This is a popular Facebook problem.

Given K sorted arrays arr, of size N each, merge them into a new array res, such that res is a sorted array.

Assume N is very large compared to K. N may not even be known. The arrays could be just sorted streams, for instance, timestamp streams.

All arrays might be sorted in increasing manner or decreasing manner. Sort all of them in the manner they appear in input.

- Repeats are allowed.

- Negative numbers and zeros are allowed.

- Assume all arrays are sorted in the same order. Preserve that sort order in output.

- It is possible to find out the sort order from at least one of the arrays.

Input:

K = 3, N = 4

arr = [[1, 3, 5, 7],

[2, 4, 6, 8],

[0, 9, 10, 11]]

Output: [0, 1, 2, 3, 4, 5, 6, 7, 8, 9, 10, 11]

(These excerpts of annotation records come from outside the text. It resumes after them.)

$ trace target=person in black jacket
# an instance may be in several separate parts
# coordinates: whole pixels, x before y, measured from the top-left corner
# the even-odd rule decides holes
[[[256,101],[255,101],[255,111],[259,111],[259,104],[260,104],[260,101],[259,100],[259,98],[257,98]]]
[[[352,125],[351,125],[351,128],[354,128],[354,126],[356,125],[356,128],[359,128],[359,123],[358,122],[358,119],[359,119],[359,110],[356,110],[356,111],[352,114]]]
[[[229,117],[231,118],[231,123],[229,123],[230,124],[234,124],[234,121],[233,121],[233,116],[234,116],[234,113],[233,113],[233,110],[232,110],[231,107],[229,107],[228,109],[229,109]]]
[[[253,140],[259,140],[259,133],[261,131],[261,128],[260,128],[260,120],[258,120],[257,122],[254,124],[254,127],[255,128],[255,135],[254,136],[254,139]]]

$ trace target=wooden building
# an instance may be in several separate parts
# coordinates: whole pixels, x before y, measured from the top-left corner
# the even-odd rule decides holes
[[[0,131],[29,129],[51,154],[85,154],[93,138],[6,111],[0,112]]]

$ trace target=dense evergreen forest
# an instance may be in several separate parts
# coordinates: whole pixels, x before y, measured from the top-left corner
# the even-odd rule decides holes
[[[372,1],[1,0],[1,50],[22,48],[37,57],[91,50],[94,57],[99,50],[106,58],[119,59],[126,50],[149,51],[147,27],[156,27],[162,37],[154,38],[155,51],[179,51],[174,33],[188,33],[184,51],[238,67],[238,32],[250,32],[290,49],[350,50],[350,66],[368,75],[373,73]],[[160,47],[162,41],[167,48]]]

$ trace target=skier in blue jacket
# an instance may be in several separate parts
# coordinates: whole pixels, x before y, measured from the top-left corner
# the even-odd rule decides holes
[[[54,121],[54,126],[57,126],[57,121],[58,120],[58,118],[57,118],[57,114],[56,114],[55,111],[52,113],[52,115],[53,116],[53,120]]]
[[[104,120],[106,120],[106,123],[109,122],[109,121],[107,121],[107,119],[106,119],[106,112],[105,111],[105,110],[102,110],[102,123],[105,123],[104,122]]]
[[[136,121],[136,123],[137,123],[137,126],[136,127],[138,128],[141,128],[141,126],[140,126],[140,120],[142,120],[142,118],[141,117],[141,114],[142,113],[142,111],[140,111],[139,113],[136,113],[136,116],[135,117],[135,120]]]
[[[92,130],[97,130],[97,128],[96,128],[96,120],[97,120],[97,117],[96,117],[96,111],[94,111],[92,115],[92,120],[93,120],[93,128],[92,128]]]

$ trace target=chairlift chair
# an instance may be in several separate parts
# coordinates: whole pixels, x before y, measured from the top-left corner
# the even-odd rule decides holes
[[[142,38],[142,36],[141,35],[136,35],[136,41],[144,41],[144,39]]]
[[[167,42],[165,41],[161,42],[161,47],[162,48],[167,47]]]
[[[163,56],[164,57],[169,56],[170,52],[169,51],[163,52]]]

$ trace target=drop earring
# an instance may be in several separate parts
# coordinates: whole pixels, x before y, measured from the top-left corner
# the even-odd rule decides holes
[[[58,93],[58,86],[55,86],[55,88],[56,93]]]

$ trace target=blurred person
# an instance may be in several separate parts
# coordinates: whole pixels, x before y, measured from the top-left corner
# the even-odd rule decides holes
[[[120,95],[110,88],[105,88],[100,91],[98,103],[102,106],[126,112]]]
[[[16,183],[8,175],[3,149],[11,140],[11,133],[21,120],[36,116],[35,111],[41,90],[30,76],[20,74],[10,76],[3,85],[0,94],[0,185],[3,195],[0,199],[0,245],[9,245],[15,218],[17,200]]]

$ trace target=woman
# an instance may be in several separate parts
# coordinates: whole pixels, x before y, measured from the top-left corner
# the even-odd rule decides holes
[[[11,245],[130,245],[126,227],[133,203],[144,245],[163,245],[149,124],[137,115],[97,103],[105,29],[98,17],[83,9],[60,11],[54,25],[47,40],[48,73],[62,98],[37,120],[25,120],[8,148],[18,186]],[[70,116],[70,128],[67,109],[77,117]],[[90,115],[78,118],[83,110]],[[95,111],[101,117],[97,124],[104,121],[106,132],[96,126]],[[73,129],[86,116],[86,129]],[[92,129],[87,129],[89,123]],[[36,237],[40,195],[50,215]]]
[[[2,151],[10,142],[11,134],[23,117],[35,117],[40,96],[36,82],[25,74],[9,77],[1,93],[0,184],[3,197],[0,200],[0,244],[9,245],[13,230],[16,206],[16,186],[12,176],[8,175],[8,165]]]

A solution which dumps all elements from all arrays into one massive heap, and then extracts the elements one by one into a sorted output may pass, but is not acceptable. These issues should go away when we have a more nuanced backend.

Input Format: There is only one argument: 2D Integer array arr.

Here, arr[i][j] denotes value at index j of ith input array, 0-based indexing. So, arr is K * N size array.

Output: Return an integer array res, containing all elements from all individual input arrays combined.

First step is to check if the input is in increasing sorted manner or in decreasing sorted manner. Let's solve it for increasingly sorted input.

A naive approach would be to add all elements to one collection and then sort them out. We can build on our solution following the idea of the naive solution. At any given point of time, the smallest element would be from the pool of candidate smallest elements formed by adding the elements at start of all arrays. When we remove the smallest element from the pool, we will add the next element from that array.

We can maintain a min priority queue to carry out these operations. For decreasingly sorted manner, maintain a max priority queue.

O(NK*Log(K))

O(K + NK)

Note: Input and Output will already be taken care of.